Тот удивленно посмотрел на девочку, сдвинув на бок кошомную шляпу, почесал за ухом и показал в сторону помоста.

— Иди вон туда, в караульное помещение... Ты что, не дочка ли будешь ей?

— Дочь.

— Ну, иди,— сказал он и снова принялся выгребать руду.

Оля побежала к помосту, где стояла каменная сторожка. Она распахнула дверь и замерла на месте. На скамейке, возле стены, лежала ее мать и стонала. Около нее в таком же буром, как у матери, холщевом фартуке сидела женщина. Оля хотела кинуться к матери, но женщина предупреждающе остановила ее.

— Погоди... Пойдем-кось, отсюда...

Выйдя из сторожки, она сказала:

— Не трожь ее... Она малость успокоилась. Беда с твоей матерью случилась...

Оля вопросительно посмотрела на женщину. А та ровным голосом продолжала, точно не замечая ее тревоги:

— Ты иди домой и успокойся... Не показывайся ей, не тревожь ее. Скоро придет лошадь, по лошадь убежали... В больницу ее свезем. А потом домой приведем... Я не пойду домой-то, все сделаю, иди.

— Так хоть что с ней?..— нетерпеливо, чуть не плача, вскричала Оля.

— Ну, что с ней... Узнаешь потом... Ты не бойся, ничего страшного нету. Все обыкновенное в нашем женском деле... Иди домой.

— Нет, ты скажи, что с ней?

— О, господи, какая ты любопытная!.. Ребеночек родился у матери твоей... Иди...

— А где ребеночек?

— На что он тебе понадобился, ребеночек, не надо тебе его...

— Нет, надо, я его домой унесу.

— Глупая, не понесешь ты его... Мертвый ребеночек родился. Надсадилась она и скинула... Иди, говорю, я...

К сторожке подошел караульный.

— Не увезли еще? — тихо спросил он женщину.

— Нет еще.

— А это кто?

— Дочка... Прибежала, беспокоится.

— Эка беда какая,— проговорил сторож с сожалением. Помолчав, он сказал: — А Сергею Александровичу здорово влетело от управителя. «Какое, говорит, имеешь право принимать на работу беременных баб? Мало, говорит, шляется ихней сестры?!».— Ирод!.. Право, ирод!.. Сергей Александрович точно мог знать, что она в тягости... Другая и брюхо подберет, чтобы как-нибудь свой грех спрятать. Все есть хотят... Нужда... Без нужды баб не потащит на эту работу... Не женское дело восьми-пудовые тачки возить. Небось голодный в любую дыру голову свою сунет, лишь бы напичкать чем брюхо-то... Ирод!.. Право, ирод!..

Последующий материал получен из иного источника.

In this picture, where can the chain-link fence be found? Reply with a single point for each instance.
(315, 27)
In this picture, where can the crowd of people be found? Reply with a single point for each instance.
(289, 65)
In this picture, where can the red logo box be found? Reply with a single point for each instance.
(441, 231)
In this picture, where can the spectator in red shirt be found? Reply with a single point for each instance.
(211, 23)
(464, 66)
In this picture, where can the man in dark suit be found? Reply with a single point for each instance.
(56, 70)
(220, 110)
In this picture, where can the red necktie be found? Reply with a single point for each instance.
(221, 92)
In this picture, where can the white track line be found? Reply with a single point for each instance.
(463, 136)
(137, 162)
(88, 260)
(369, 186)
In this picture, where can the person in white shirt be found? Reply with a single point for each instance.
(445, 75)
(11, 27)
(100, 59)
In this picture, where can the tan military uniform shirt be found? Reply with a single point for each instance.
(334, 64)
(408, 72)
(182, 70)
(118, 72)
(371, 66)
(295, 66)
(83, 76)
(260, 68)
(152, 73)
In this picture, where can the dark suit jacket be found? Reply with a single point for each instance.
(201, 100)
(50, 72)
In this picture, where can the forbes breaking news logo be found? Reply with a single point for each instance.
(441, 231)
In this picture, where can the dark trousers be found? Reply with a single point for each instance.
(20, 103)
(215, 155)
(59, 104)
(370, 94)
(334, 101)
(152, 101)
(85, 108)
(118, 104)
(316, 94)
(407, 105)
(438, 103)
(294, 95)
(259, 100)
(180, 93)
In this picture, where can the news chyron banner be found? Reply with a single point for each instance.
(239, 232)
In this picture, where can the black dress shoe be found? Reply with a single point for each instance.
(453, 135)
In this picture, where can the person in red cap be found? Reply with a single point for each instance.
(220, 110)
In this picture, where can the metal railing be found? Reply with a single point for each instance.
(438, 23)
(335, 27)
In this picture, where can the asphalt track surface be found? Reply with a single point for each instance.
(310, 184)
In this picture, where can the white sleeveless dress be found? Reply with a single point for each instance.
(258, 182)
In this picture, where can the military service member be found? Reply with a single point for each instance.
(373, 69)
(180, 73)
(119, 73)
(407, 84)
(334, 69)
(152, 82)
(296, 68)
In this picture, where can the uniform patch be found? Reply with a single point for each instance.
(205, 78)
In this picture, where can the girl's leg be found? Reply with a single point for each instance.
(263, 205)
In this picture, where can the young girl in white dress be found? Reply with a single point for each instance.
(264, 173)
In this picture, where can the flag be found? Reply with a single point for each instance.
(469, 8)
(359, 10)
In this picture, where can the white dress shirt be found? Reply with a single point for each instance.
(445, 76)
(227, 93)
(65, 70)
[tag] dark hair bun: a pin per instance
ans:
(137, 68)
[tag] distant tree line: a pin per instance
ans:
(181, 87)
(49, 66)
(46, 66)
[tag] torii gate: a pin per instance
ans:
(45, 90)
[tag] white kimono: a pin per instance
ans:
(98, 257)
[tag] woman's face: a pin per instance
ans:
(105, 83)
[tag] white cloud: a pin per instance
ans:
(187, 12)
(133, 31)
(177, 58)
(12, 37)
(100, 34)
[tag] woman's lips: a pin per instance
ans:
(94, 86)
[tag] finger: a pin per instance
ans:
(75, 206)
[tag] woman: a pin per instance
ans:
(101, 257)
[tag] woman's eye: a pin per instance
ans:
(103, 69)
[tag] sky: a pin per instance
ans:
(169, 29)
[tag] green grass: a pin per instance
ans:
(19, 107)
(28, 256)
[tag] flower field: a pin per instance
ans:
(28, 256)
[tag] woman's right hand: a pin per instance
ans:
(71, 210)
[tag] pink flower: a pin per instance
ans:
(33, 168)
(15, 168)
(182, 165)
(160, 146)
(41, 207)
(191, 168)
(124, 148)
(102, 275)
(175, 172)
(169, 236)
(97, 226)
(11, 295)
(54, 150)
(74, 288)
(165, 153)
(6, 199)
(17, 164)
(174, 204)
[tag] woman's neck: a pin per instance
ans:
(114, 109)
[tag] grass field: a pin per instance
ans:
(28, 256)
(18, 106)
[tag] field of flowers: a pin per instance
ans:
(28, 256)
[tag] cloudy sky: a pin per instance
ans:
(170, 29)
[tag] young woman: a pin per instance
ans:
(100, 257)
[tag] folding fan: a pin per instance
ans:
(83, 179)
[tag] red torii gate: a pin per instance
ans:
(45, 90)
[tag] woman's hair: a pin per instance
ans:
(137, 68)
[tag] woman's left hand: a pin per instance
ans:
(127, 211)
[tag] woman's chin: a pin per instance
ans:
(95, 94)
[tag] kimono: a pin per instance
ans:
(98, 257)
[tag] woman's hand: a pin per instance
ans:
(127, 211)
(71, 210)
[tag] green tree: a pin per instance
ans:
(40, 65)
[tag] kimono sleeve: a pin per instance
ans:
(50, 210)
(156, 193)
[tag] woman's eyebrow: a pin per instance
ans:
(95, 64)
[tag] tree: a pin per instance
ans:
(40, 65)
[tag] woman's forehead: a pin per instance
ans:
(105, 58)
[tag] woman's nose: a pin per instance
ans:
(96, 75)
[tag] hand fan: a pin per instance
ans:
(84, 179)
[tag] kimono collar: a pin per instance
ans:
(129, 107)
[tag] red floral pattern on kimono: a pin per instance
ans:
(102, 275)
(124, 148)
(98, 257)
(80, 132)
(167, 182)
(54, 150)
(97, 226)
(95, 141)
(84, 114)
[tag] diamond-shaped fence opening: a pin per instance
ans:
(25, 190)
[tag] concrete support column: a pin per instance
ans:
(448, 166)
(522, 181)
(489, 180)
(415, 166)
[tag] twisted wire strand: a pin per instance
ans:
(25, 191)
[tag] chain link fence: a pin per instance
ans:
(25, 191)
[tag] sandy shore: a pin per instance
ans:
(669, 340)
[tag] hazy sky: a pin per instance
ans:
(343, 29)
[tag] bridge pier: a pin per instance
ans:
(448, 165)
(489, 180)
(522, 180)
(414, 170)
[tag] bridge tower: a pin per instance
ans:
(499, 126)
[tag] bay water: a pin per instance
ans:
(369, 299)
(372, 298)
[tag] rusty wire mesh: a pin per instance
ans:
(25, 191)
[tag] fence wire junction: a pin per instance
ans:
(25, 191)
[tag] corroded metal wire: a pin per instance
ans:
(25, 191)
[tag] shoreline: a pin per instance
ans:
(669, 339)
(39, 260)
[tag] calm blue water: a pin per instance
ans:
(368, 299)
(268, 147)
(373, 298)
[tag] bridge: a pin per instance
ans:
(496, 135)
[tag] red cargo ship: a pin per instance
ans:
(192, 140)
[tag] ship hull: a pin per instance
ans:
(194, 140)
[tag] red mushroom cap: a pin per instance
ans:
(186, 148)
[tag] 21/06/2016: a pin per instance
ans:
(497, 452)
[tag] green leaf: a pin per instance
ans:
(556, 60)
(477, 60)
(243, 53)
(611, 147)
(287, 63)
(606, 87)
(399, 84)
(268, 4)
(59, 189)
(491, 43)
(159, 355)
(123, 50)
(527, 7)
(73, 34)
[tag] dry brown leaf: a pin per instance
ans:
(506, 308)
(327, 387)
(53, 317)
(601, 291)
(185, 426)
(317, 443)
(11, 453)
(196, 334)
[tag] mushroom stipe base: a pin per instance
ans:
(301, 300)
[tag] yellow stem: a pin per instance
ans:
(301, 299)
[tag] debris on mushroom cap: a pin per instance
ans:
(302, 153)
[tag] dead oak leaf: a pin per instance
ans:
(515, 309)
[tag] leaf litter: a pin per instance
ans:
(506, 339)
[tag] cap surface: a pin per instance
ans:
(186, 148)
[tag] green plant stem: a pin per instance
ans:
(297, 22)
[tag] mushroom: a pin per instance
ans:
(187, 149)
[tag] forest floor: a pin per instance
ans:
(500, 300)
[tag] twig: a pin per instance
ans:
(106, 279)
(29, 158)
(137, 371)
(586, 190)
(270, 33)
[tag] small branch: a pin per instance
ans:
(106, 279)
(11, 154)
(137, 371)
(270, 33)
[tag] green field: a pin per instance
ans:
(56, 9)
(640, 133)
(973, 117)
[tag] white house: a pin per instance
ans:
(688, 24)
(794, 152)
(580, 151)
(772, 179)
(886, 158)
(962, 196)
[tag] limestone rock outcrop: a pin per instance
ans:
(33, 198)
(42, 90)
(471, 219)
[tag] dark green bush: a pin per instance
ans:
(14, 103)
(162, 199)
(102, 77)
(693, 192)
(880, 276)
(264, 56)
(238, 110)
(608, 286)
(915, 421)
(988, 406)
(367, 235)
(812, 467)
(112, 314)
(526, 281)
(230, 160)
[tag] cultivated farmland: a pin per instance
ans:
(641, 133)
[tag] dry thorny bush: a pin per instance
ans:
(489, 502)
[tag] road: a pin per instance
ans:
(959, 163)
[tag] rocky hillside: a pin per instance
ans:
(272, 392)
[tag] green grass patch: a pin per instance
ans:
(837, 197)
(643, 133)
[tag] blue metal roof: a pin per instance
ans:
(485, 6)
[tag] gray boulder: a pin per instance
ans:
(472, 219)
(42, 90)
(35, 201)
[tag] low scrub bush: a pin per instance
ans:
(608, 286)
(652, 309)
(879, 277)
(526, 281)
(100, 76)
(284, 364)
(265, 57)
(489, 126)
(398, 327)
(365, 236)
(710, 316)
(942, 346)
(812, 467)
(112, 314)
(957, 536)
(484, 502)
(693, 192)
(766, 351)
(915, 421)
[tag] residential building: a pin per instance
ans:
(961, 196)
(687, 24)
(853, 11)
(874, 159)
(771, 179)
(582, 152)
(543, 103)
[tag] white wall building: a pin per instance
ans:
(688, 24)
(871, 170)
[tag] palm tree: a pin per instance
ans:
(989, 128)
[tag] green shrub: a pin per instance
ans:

— Сыт голодного не разумеет, Сафроныч, батюшка,— проговорила женщина.

Из сторожки послышался глухой стон. Женщина торопливо ушла туда. Сторож молча потоптался возле Оли и сказал:

— Ты, милая, уходи отсюда. Не полагается здесь, строго воспрещается посторонним лицам быть... Привезут домой, тогда увидишь. Ничего!.. Ну, скинула, грех да беда на ком не живет?.. Выздоровеет... Баба крепкая... Иди, родная, а то неровен час, начальство увидит.